Probably you are wondering what the book’s about. Fair enough. After all, this is supposed to be a review of the book. The answer, DUH, you big damn dummies, is that the book is about darts! More specifically, it’s about darts and the evolving pastime’s impact on social activities in England during the interwar years. If you’re like me and you don’t (or didn’t) know what the interwar years were here’s the answer: the interwar years were the period between the Korean War and the war in Vietnam (which proves that I too am a big damn dummy.)
While debunking numerous theories proffered by other authors as to the origins of the game (such as that darts was a recreational activity among soldiers during the Middle Ages – throwing broken arrows at the felled end of a tree), Chaplin traces the true origins of the game to an occasionally played children’s game to a fairground attraction and, eventually, to the pub.
Chaplin chronicles the development of the game of darts – the influence of the mass media, the breweries that introduced darts into public houses to counter the temperance movement and compete with the growing popularity of other leisure activities (such as football, dancing, and the cinema), the early manufacturers, the founding of the National Darts Association and the standardization of the game’s equipment and rules, and the News of the World tournament – to the sport we know today (or at least as of 1939).
In Chapter 7, my favorite, Chaplin recalls the exploits of some of the early greats of the game, the unknown and unsung local heroes who helped ignite widespread enthusiasm and launch the first legitimate darts craze in the 1930s. In this chapter Chaplin also recounts the day in December 1937 when King George VI and Queen Elizabeth found themselves involved in an impromptu game in Slough.
The King and Queen were touring the Slough Social Centre where in the games room a number of activities were in progress – billiards, table tennis, and darts. Unexpectedly, the Queen asked one of the darts players if she could try. The Queen threw first, scoring a single seven, a single thirteen, and a single one, a total of twenty-one points. The King then took the darts and scored nineteen points, announcing that the Queen had won by two points. Chaplin then relates how this brief but prominent moment in time profoundly impacted the spread of the game across social classes and attracted the first influx of women to what previously was the near exclusive domain of the men.
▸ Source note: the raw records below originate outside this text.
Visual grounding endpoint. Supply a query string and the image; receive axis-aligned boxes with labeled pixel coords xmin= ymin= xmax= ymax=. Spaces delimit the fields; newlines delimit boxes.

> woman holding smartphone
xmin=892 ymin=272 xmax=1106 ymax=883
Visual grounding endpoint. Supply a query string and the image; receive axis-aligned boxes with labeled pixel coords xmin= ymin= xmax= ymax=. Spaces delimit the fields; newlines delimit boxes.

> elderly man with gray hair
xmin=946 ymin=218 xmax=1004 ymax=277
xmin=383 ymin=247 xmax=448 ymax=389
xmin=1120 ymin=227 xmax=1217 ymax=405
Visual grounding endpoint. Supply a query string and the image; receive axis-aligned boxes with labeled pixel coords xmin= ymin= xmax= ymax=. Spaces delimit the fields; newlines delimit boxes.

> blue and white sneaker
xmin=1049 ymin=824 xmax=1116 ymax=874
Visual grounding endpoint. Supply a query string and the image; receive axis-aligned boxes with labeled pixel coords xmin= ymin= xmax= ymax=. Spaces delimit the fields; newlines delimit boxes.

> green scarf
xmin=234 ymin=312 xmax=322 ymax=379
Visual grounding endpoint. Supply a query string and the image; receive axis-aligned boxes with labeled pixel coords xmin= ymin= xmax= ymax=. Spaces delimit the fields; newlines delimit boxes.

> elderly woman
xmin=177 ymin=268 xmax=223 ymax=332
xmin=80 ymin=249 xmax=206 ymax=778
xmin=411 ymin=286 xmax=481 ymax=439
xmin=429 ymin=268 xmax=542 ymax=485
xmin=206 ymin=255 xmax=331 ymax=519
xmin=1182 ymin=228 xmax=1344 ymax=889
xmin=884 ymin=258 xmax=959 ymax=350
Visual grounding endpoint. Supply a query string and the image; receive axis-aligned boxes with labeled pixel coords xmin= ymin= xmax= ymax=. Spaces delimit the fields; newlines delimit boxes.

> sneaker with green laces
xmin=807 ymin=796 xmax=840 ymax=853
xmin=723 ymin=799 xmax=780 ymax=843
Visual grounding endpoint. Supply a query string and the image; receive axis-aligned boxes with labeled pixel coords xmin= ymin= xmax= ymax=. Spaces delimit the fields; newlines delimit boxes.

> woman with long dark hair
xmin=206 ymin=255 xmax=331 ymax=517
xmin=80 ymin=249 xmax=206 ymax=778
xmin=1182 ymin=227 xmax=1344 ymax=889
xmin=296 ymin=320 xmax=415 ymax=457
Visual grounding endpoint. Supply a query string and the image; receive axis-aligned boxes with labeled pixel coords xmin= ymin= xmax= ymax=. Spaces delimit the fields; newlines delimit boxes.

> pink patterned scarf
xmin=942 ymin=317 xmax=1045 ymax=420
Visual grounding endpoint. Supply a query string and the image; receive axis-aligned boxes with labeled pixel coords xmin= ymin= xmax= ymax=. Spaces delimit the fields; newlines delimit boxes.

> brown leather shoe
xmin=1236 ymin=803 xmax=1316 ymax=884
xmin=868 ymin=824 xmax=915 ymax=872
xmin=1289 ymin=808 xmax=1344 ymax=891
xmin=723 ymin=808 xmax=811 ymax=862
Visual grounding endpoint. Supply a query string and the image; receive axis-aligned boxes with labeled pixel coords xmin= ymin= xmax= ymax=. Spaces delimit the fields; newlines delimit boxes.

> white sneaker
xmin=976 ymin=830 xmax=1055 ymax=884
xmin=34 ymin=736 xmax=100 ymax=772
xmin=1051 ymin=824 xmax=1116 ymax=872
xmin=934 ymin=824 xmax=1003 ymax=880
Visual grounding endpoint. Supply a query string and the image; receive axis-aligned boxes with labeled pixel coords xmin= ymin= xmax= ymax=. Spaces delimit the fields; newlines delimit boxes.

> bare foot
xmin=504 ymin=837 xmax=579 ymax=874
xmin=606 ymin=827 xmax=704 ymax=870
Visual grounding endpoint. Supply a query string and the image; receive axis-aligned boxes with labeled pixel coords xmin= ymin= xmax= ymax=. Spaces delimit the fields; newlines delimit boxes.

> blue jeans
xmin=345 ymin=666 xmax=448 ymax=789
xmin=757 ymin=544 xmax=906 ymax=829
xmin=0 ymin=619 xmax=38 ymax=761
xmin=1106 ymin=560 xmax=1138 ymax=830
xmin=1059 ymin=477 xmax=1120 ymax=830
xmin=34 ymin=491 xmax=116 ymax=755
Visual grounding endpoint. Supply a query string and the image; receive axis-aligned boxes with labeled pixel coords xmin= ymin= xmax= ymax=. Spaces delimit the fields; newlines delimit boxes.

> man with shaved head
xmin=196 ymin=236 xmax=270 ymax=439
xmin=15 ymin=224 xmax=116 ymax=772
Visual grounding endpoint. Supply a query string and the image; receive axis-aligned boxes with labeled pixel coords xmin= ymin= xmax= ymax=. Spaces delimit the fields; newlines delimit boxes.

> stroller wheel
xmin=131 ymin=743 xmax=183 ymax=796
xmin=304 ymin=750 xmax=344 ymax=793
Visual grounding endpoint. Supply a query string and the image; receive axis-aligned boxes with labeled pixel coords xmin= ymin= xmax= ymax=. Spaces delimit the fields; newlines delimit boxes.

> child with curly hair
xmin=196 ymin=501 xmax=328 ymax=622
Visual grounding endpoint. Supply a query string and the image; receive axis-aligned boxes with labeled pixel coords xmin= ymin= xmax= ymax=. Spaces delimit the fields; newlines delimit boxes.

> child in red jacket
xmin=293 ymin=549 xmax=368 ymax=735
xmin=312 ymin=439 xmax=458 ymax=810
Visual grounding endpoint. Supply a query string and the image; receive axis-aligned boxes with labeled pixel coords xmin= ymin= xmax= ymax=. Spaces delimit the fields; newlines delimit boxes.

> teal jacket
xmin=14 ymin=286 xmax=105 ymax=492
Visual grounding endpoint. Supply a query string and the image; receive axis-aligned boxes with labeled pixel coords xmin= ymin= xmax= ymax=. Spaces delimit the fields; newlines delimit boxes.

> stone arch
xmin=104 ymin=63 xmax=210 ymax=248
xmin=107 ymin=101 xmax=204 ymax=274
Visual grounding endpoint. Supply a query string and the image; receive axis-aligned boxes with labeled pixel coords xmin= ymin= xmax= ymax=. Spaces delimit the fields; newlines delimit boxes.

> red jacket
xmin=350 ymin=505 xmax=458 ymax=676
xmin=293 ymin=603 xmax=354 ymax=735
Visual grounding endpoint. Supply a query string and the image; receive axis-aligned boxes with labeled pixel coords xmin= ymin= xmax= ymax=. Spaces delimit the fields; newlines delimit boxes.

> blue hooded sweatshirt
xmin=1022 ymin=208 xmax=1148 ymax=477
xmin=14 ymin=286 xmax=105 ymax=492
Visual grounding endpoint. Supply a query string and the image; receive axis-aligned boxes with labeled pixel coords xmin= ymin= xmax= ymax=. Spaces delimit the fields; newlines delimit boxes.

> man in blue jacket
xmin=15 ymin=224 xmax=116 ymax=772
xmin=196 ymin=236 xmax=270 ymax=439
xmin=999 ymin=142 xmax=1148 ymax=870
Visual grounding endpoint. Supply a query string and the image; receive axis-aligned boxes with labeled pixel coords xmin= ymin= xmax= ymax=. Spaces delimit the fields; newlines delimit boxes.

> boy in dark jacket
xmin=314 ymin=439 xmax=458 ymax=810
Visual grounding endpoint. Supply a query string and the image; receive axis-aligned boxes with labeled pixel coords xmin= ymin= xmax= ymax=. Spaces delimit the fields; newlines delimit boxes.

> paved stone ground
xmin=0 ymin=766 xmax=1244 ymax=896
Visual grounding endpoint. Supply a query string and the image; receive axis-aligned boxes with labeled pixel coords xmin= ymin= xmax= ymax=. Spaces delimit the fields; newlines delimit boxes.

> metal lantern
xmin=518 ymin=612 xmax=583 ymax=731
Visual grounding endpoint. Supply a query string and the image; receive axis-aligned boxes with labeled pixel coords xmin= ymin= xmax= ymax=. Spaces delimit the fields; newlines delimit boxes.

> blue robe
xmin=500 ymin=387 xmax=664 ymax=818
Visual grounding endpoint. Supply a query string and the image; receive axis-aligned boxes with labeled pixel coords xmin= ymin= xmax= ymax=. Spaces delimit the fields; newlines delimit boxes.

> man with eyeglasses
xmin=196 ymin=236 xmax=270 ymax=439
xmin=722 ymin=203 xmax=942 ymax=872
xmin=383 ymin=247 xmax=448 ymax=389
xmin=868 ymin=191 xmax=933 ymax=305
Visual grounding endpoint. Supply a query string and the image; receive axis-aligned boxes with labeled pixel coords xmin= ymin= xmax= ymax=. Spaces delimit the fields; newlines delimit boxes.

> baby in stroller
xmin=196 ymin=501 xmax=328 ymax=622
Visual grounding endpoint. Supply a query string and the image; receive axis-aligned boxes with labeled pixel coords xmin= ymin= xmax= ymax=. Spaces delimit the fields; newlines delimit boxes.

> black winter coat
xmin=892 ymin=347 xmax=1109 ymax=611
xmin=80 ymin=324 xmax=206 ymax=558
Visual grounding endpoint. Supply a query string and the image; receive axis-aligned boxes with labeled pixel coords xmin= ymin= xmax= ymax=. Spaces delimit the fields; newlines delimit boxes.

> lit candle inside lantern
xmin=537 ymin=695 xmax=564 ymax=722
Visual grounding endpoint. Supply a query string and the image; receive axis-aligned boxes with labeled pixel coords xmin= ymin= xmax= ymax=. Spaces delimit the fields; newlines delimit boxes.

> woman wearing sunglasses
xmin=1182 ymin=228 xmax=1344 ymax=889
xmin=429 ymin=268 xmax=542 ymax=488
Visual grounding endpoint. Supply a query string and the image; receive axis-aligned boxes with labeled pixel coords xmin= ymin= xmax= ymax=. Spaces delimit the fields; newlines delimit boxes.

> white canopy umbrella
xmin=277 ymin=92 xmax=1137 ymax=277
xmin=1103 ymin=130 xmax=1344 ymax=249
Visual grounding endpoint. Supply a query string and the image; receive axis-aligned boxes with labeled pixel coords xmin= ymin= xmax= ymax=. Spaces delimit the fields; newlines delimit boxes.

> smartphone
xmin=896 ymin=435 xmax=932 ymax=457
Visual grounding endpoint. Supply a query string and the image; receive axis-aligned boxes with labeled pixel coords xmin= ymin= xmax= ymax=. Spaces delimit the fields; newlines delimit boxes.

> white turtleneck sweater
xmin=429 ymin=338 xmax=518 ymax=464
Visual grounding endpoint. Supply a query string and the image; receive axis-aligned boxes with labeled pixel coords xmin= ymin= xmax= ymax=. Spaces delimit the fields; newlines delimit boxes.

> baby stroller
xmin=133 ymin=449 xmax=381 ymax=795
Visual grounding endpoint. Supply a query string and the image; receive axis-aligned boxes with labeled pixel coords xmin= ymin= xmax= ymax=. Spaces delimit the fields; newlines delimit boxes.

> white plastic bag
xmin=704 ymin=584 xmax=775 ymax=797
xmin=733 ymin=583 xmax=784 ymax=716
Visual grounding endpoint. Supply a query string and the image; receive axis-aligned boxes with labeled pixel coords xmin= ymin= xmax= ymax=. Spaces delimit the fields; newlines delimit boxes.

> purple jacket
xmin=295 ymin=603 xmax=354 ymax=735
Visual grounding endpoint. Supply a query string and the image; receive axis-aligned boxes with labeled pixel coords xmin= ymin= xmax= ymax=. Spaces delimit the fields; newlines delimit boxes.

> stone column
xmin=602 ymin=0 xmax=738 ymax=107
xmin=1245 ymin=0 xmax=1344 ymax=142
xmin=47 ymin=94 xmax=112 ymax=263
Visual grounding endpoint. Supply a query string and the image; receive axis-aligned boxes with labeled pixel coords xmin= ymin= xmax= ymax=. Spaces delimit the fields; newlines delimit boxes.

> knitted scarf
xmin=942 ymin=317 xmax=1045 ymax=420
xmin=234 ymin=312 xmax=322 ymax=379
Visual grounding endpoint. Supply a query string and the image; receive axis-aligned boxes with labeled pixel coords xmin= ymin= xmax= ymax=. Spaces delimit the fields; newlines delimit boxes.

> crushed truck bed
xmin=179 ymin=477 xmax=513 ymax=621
Chaplin explores the impact of gambling and drinking on the early days of the game and reviews in detail the well known Annakin court case in 1908, correcting many previous authors’ overstatements as to the historical significant of the case. While the result did establish darts as an exercise in skill not luck, hence not a gambling activity and therefore legal, the ramifications of the judgment were local, not national – and certainly not such that darts would have died “virtually stillborn” had the verdict gone the other way, as past authors have postulated.
Page after page, chapter after chapter, Darts in England is an education. It’s not about technique or strategy or equipment or war stories from the tournament circuit. It’s a monumental publication in a league of its own about the very foundation of the game and, as such, is far and away the most important study of the genesis and growth of darts that has been penned since Rupert Croft-Cooke wrote the first-known book about the game three-quarters of a century ago, in 1936.
Anyone with any curiosity about all that led to the sport as we know it today would be remiss not to add Chaplin’s Darts in England to their library. It’s the Bible of darts history.